It was daybreak. The heavy fog had just begun to brighten, and the blurry trees and hills cupped the narrow valley like a pair of giant hands enclosing something fragile. Tom Orange stood with his horse, two miles north of town, and saw a woman in the middle of the riotous Antler River. He was tired and he hadn’t drunk his morning cup of smoak, so when the dull floral pattern of her gown caught his eye he disregarded it at first, assuming it was blossoms. Only blossoms on a huge, twisted branch—not a body. Not a thing worth saving in the wreckage of the flood.

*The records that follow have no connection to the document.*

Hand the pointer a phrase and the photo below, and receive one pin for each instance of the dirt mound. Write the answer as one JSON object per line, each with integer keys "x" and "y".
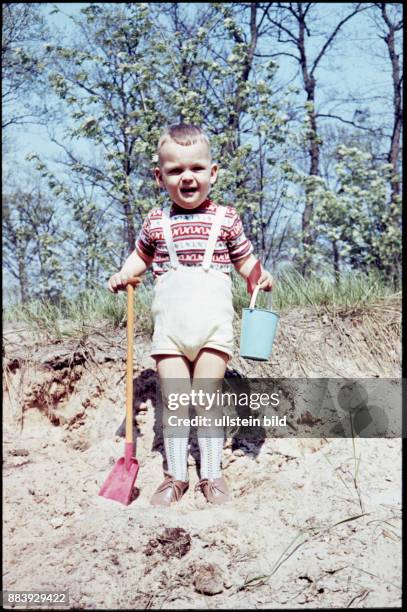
{"x": 313, "y": 522}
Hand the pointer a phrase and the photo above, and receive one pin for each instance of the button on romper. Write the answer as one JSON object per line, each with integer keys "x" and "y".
{"x": 192, "y": 305}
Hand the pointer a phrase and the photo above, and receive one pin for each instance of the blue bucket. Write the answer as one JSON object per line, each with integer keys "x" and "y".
{"x": 259, "y": 327}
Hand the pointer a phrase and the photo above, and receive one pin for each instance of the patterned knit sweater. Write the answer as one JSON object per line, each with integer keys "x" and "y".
{"x": 190, "y": 232}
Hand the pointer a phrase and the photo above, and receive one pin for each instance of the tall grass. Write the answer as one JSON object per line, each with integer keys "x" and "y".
{"x": 96, "y": 307}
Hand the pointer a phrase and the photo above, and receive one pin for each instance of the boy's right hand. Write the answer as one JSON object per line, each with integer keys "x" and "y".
{"x": 119, "y": 282}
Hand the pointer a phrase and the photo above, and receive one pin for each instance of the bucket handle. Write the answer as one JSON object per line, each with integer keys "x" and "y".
{"x": 254, "y": 298}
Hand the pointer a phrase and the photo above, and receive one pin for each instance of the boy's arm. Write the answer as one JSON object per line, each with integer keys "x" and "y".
{"x": 245, "y": 265}
{"x": 133, "y": 266}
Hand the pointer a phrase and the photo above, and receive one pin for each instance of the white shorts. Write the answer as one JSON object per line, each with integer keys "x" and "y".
{"x": 192, "y": 309}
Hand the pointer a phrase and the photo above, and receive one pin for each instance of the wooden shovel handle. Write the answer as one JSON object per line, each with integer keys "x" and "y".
{"x": 134, "y": 281}
{"x": 129, "y": 371}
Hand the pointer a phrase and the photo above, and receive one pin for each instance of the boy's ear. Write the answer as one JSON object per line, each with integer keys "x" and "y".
{"x": 214, "y": 173}
{"x": 158, "y": 177}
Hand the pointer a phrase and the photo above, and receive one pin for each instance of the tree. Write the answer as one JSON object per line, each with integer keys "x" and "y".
{"x": 32, "y": 240}
{"x": 296, "y": 24}
{"x": 23, "y": 27}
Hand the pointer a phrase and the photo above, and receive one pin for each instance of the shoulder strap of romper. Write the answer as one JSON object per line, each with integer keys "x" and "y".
{"x": 213, "y": 236}
{"x": 168, "y": 237}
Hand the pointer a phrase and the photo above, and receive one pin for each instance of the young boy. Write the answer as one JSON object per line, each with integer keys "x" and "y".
{"x": 191, "y": 245}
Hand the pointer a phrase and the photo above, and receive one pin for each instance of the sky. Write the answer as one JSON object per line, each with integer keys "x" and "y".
{"x": 350, "y": 67}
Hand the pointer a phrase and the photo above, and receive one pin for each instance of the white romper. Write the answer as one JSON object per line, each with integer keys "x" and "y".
{"x": 192, "y": 305}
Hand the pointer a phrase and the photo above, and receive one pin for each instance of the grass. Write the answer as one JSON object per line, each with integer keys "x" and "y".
{"x": 96, "y": 307}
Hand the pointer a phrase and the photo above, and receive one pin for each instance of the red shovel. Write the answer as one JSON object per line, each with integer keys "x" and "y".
{"x": 120, "y": 482}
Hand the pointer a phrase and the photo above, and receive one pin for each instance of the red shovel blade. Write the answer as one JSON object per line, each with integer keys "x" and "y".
{"x": 118, "y": 486}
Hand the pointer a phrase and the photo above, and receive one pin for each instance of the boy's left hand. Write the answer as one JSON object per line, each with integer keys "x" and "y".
{"x": 265, "y": 281}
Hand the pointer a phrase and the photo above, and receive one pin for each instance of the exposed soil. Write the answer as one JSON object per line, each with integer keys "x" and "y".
{"x": 308, "y": 526}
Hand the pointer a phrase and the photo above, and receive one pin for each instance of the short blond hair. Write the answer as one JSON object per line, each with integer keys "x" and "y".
{"x": 184, "y": 134}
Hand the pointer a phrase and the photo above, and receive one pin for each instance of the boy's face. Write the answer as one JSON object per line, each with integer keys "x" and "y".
{"x": 186, "y": 172}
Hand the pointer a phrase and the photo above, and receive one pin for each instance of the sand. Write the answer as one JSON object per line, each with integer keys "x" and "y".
{"x": 305, "y": 527}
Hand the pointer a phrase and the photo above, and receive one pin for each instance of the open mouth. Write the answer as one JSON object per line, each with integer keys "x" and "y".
{"x": 188, "y": 190}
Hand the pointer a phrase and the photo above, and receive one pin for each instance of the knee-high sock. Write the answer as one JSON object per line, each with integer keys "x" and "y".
{"x": 211, "y": 453}
{"x": 176, "y": 452}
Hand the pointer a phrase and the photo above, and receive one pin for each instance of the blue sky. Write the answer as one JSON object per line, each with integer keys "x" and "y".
{"x": 351, "y": 67}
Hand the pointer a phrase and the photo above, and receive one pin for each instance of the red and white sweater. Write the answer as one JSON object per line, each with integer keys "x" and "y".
{"x": 190, "y": 232}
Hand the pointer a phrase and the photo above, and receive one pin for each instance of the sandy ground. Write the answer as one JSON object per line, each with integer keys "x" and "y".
{"x": 305, "y": 528}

Tom removed his tricorne, tightened up the ribbon in his ponytailed hair, and put his hat back on before the mist wet his scalp. Every spring the river surged with swirling flowers. White petals, black centers—they were minuscule and stemless and appeared in quick profusion, well before any known plants began to bloom. The river undulated white like a meadow made of foam. Some of the townspeople said they floated from the Wolf Mountains in the north. Others thought they blossomed at the bottom of the river and emerged when the potent spring current stirred them up.
Tom viewed the flowers as just another element of home, and yet this morning he had ridden down the length of Root’s border, following the river and surveying its engorgement. Only once in old Nabby’s antediluvian memory had the water risen high enough to overwhelm the town, but there was always that threat and nobody in Root, least of all Tom, dropped their vigilance with so much danger roaring past. Not to mention all the people who would question him in the tavern: Had the river drowned the wharf? Had it swamped Murk’s Farm? It was easier to know when he was serving them a cider, easier to ride out and see it for himself.

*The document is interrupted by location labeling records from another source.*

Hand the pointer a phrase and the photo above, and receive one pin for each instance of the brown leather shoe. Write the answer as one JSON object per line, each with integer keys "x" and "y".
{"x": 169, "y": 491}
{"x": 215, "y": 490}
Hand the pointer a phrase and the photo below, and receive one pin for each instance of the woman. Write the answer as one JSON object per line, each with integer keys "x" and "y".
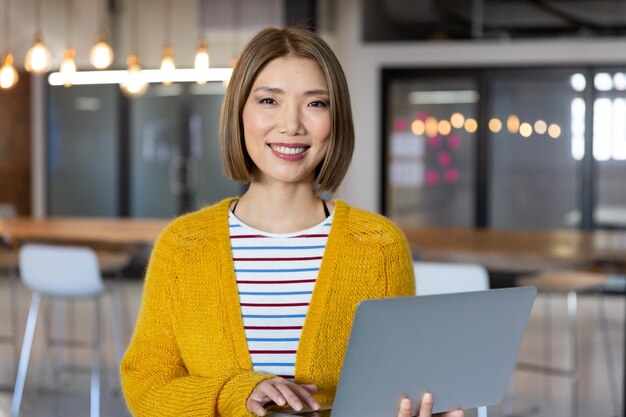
{"x": 251, "y": 301}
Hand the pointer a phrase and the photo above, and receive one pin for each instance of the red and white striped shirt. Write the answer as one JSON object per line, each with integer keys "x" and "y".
{"x": 276, "y": 274}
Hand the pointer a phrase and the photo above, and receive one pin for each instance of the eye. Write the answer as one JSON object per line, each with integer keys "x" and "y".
{"x": 318, "y": 103}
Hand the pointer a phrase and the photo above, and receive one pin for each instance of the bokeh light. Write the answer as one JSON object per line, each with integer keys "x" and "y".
{"x": 495, "y": 125}
{"x": 471, "y": 125}
{"x": 418, "y": 127}
{"x": 457, "y": 120}
{"x": 431, "y": 127}
{"x": 525, "y": 129}
{"x": 444, "y": 127}
{"x": 512, "y": 124}
{"x": 540, "y": 127}
{"x": 554, "y": 131}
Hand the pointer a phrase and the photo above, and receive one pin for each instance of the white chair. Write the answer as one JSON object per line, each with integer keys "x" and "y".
{"x": 571, "y": 284}
{"x": 62, "y": 273}
{"x": 442, "y": 278}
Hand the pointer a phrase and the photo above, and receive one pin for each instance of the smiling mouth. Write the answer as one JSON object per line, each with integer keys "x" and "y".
{"x": 289, "y": 150}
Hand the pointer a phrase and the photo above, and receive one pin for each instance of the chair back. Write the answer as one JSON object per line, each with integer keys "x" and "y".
{"x": 441, "y": 278}
{"x": 61, "y": 271}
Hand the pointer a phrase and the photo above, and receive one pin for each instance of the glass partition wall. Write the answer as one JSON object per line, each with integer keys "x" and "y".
{"x": 155, "y": 155}
{"x": 505, "y": 148}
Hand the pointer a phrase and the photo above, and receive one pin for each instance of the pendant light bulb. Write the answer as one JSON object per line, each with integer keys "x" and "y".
{"x": 8, "y": 73}
{"x": 134, "y": 84}
{"x": 68, "y": 66}
{"x": 201, "y": 61}
{"x": 38, "y": 57}
{"x": 167, "y": 65}
{"x": 101, "y": 54}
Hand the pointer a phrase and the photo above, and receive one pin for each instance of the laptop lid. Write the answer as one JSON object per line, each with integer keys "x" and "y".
{"x": 461, "y": 347}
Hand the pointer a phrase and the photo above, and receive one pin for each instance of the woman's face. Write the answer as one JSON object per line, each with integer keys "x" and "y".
{"x": 287, "y": 121}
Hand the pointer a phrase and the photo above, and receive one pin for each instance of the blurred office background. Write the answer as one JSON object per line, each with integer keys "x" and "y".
{"x": 482, "y": 114}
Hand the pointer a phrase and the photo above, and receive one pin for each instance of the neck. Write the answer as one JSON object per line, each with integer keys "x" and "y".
{"x": 280, "y": 209}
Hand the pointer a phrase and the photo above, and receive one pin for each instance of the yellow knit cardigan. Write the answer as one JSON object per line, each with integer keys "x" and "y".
{"x": 188, "y": 355}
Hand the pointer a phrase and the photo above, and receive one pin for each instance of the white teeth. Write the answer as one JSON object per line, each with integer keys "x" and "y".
{"x": 288, "y": 151}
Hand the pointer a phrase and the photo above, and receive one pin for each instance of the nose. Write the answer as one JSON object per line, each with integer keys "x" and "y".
{"x": 290, "y": 122}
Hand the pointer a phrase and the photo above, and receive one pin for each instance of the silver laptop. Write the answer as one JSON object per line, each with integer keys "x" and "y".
{"x": 460, "y": 347}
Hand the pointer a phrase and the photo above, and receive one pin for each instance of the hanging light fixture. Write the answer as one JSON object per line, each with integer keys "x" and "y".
{"x": 8, "y": 73}
{"x": 101, "y": 54}
{"x": 38, "y": 56}
{"x": 134, "y": 84}
{"x": 167, "y": 63}
{"x": 68, "y": 65}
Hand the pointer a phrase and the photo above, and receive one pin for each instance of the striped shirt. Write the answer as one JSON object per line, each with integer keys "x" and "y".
{"x": 276, "y": 274}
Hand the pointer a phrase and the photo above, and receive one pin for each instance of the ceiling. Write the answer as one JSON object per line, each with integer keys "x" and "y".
{"x": 463, "y": 19}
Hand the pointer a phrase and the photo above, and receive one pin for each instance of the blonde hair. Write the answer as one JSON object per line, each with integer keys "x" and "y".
{"x": 266, "y": 46}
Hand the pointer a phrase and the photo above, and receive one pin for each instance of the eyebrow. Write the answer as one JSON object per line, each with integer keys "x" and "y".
{"x": 276, "y": 90}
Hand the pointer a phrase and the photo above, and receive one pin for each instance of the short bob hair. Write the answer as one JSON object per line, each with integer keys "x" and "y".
{"x": 266, "y": 46}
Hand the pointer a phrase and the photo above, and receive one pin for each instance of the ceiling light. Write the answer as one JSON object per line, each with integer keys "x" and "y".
{"x": 8, "y": 73}
{"x": 68, "y": 66}
{"x": 101, "y": 54}
{"x": 38, "y": 56}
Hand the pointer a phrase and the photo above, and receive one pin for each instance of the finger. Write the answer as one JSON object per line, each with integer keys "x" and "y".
{"x": 310, "y": 387}
{"x": 273, "y": 394}
{"x": 426, "y": 408}
{"x": 405, "y": 408}
{"x": 291, "y": 397}
{"x": 305, "y": 395}
{"x": 255, "y": 407}
{"x": 454, "y": 413}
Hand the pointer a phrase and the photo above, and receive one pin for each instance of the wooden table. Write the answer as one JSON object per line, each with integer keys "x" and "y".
{"x": 525, "y": 251}
{"x": 518, "y": 251}
{"x": 116, "y": 233}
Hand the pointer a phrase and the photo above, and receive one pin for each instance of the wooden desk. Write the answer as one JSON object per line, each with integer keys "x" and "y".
{"x": 518, "y": 251}
{"x": 99, "y": 232}
{"x": 522, "y": 252}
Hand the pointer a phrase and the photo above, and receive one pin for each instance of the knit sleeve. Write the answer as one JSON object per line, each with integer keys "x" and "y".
{"x": 155, "y": 380}
{"x": 399, "y": 265}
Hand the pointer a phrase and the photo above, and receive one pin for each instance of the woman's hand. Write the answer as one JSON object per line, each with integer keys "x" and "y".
{"x": 426, "y": 408}
{"x": 282, "y": 392}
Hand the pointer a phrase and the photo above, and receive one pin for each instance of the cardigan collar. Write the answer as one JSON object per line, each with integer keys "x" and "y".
{"x": 319, "y": 299}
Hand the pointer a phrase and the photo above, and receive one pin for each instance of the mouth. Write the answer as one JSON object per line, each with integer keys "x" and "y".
{"x": 288, "y": 149}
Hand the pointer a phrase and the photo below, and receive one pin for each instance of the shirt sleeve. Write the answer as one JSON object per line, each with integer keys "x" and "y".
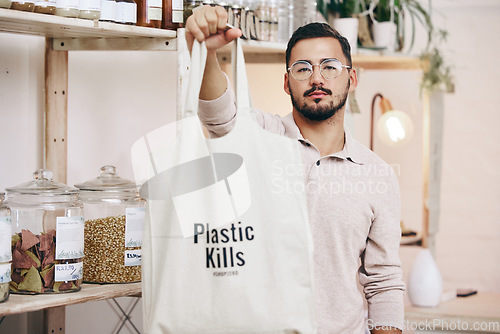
{"x": 380, "y": 273}
{"x": 219, "y": 115}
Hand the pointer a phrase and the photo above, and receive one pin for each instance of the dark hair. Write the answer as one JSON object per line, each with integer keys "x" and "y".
{"x": 316, "y": 30}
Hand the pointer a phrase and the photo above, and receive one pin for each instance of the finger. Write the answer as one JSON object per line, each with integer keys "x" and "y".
{"x": 193, "y": 30}
{"x": 211, "y": 18}
{"x": 232, "y": 34}
{"x": 202, "y": 25}
{"x": 222, "y": 18}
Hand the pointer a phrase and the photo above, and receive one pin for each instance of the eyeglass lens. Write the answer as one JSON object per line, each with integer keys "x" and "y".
{"x": 329, "y": 68}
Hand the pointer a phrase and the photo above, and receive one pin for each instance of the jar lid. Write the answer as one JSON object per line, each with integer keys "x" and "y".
{"x": 108, "y": 181}
{"x": 42, "y": 183}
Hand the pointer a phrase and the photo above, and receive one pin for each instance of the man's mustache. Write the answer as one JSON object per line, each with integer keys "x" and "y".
{"x": 315, "y": 88}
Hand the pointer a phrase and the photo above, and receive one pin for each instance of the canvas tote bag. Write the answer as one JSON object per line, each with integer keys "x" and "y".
{"x": 227, "y": 246}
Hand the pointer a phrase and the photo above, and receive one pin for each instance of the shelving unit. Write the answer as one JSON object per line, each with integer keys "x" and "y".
{"x": 89, "y": 292}
{"x": 67, "y": 34}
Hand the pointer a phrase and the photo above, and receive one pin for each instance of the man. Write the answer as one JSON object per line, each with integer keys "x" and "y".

Bones shifted hooves and snorted in the mist. He was a gangly, crooked horse who appeared malnourished, though he moved with graceful confidence and ate without reserve. Tom had found him last summer in the graveyard, standing with a crestfallen slouch beneath a tree, as if his owner had abandoned him but might reappear. It was said that people who perished in the wilderness, alone and far from home, walked as spirits to the town in search of others like themselves. There were numerous haunts in Root—the tavern had a child ghost, according to the cook—and Tom suspected Bones’s owner had died in the forest, led the horse to the graveyard, and silently departed. That or providence, he thought. Either way, they’d quickly bonded.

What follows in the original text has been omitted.